Modelo de negócio segue um desafio para produtores de conteúdo, como mostram os casos do Grupo Abril e do Esporte Interativo


20 de agosto de 2018 - 11h01

Não dá para dizer que foi inesperado, mas nem por isso perdeu impacto quando se tornou realidade: na quarta-feira 15 o Grupo Abril entrou com um pedido de recuperação judicial, um mecanismo legal que suspende temporariamente a execução de dívidas.

Na prática, a medida é uma saída pela qual optam empresas com grandes dívidas que buscam uma proteção aos seus ativos enquanto viabilizam meios para uma reorganização financeira que as torne mais uma vez operacionalmente aptas a honrarem com seus compromissos em dia.

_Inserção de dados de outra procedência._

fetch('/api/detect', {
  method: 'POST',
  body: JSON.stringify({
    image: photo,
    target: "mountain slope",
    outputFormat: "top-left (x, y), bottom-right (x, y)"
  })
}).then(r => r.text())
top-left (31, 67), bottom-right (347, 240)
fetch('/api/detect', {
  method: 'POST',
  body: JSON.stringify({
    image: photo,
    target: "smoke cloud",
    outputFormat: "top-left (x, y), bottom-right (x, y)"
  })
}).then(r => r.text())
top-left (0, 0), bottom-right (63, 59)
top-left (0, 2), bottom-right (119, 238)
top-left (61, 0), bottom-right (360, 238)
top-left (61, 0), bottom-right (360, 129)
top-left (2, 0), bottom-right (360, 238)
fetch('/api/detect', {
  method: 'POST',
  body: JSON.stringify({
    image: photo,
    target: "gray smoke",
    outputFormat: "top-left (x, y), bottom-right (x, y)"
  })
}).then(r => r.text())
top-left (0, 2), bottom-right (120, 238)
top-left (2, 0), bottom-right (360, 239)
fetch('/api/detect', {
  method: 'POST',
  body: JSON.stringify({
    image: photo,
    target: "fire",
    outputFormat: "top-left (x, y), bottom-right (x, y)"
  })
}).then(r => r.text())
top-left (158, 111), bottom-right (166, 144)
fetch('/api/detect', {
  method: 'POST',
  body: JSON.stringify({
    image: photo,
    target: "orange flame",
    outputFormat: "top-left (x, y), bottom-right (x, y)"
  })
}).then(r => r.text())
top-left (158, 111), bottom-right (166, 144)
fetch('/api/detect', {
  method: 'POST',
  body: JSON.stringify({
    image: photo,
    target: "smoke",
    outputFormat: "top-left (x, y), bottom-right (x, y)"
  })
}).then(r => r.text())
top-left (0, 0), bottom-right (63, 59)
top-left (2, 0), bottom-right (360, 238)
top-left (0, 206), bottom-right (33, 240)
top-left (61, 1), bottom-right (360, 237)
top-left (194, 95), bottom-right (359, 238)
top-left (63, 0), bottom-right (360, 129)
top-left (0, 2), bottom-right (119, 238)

Em entrevista publicada no site de Exame, que pertence ao grupo, o novo CEO da Abril, Marcos Haaland, revelou que o passivo total submetido à recuperação judicial chega a R$ 1,6 bilhão. O montante é mais de 60% superior ao que a empresa faturou ao longo do ano passado, quando as receitas ficaram perto de R$ 1 bilhão, resultando em um prejuízo financeiro de R$ 331 milhões. De acordo com informações do mercado, também é praticamente o dobro do que o grupo devia há quatro anos, quando o faturamento estava na casa de R$ 1,4 bilhão. Haaland, executivo da Alvarez & Marsal, consultoria que assumiu a gestão do grupo em julho, com o objetivo de reestruturá-lo organizacional e economicamente, recorreu às transformações rápidas que assolam o ambiente de negócios na qual a empresa está inserida para justificar a rapidez no agravamento da situação contábil.

“Do total de investimentos em publicidade das grandes empresas em 2010, uma fatia de 8,4% era dirigida para revistas. Essa participação caiu para 3% em 2017. O número de pontos de venda de mídia impressa, como as bancas, diminuiu de 24 mil para 15 mil de 2014 a 2017. A circulação de revistas, no mesmo período, baixou de 444 milhões de exemplares por ano para 217 milhões. E a venda de assinaturas recuou 60%, de 90 milhões para 38 milhões, enquanto a venda de exemplares avulsos se reduziu quase a um terço do que foi: de 173 milhões para 63 milhões”, enumerou.

À Folha de S.Paulo, em entrevista publicada na sexta-feira 17, ele afirmou que decidiu pelo pedido de recuperação judicial ao perceber o risco de credores e fornecedores irem à Justiça em busca de ativos da companhia — o que poderia comprometer o funcionamento das operações da empresa e, consequentemente, sua capacidade de geração de caixa. Confirmou, ainda, que o foco da companhia para o futuro estará no digital e em seis títulos prioritários: Veja, Exame, Claudia, Quatro Rodas, Saúde e Superinteressante. E repetiu o mantra que já havia entoado à Exame: é preciso encontrar um modelo de negócio.

Ainda que nesse momento, na teoria, todo mundo tenha uma resposta para os motivos da crise da Abril e uma solução que teria evitado a atual situação, na prática as questões são mais complexas. Sim, a editora sempre teve marcas fortes e algumas delas seguem líderes em influência e relevância nas suas áreas de abordagem. Mas isso não basta para um negócio parar de pé nos dias de hoje, em que estruturas, investimentos, custos, processos, formatos e canais precisam estar alinhados com as demandas contemporâneas da transformação digital.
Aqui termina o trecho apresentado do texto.